How many of you reading this are still doing the original job you were trained to do? Many of you will have changed jobs or career path, or perhaps you will have become self-employed either through choice or circumstances. I’ll bet many of the tools and equipment used in your daily roles weren’t even invented when you were at school so how on earth could your teachers and parents prepare you for a workplace environment that didn’t exist at the time! In this millennium everybody is encouraged to go for and expects to get their dream job; but what if that job role or even the organisation that holds that job isn’t in existence as yet? Sometimes it’s important to recognise other opportunities and pathways, as there are bills that need to be paid, and the dream job might not yet be on the horizon… But how do we open ourselves up to these learning opportunities? (More about that later).
Why it’s important to recognise learning opportunities
We are consistently being told that robots will replace many of the jobs we do now and that we must adapt to these changes. Personally, I wonder about the imminence of this, not every business will be able to afford a robot to replace the tasks that humans have been doing for generations.
I am consistently grateful to the men and women whose work it is to tend our streets, collect our rubbish, and provide infrastructure services (water, sewerage disposal, and power). However, all too often, these roles are not praised or promoted as aspiring career choices. It strikes me as likely that these types of roles may well be among the first to be replaced with artificially intelligent devices. If you work in these fields, and that’s the only background you know this could be a scary thought, and that’s why it’s important to be open to new learning opportunities.
In the face of adversity
In the 1980s the car assembly plant my father worked in closed down, and many multigenerational families were made redundant overnight. This was in a community that didn’t have many other opportunities at the time, and yet it survived and people have moved on.

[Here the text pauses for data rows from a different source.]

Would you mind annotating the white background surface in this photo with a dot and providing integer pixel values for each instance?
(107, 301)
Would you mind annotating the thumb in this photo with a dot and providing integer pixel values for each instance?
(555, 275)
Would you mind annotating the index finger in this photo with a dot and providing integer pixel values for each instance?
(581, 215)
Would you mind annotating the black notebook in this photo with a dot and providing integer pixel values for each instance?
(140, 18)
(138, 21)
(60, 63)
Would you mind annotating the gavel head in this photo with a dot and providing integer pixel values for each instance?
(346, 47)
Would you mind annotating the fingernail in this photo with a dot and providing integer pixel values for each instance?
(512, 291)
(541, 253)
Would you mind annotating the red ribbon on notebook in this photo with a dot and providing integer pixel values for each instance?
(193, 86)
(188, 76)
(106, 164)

Of course, any empathetic person is concerned over the demise of jobs and will question what is likely to happen to these blue-collar workers. But, is it viable to encourage them all to start a new business when they have never been in business before or to go into a brand new industry which is completely foreign to them? Or is it better to look for learning opportunities where existing skills can be transferred or built upon?
The path to our destination is not always a straight one
If you have had a straight career path or your job choices have led you in a consistent direction, you are unique.
It is only in hindsight that I look back at my own working life and see a pattern. When I was experiencing it, it did not feel like I was building a career, more like a series of choices and jobs which weren’t connected or leading anywhere. The one consistency that stands out in hindsight was that I kept saying “yes” to opportunities. I saw every job and some other non-paid roles as an opportunity to learn. I still put actions into place that I learned in a car factory, a rest home, or while researching my Master’s.
Opening up to learning opportunities
I mentor many people who are starting out in the workforce, returning to the workforce, or have decided to change jobs. My observation with all of these people is that they often forget to document all the informal learning opportunities they have had. Sometimes we don’t have the ability to express what was done in a voluntary role into workforce language. Nevertheless, they are still transferrable skills. We should celebrate all the life skills, experiences and survival tactics we learn as we journey in the Ph.D. of life.
Opportunities to learn are all around us, but they don’t always come with a formal certification. Just be open to them.
Three tips to help you find more learning opportunities today
- Join a business networking group where you know that guest speakers regularly present, the new things you learn as these people share their expertise will broaden your knowledge base.
- Get involved in a community event, charity organisation or sports team to learn new practical skills.
- Volunteer to take on some extracurricular research work in your current job. While it may be unpaid initially, it can certainly help to broaden your future horizons.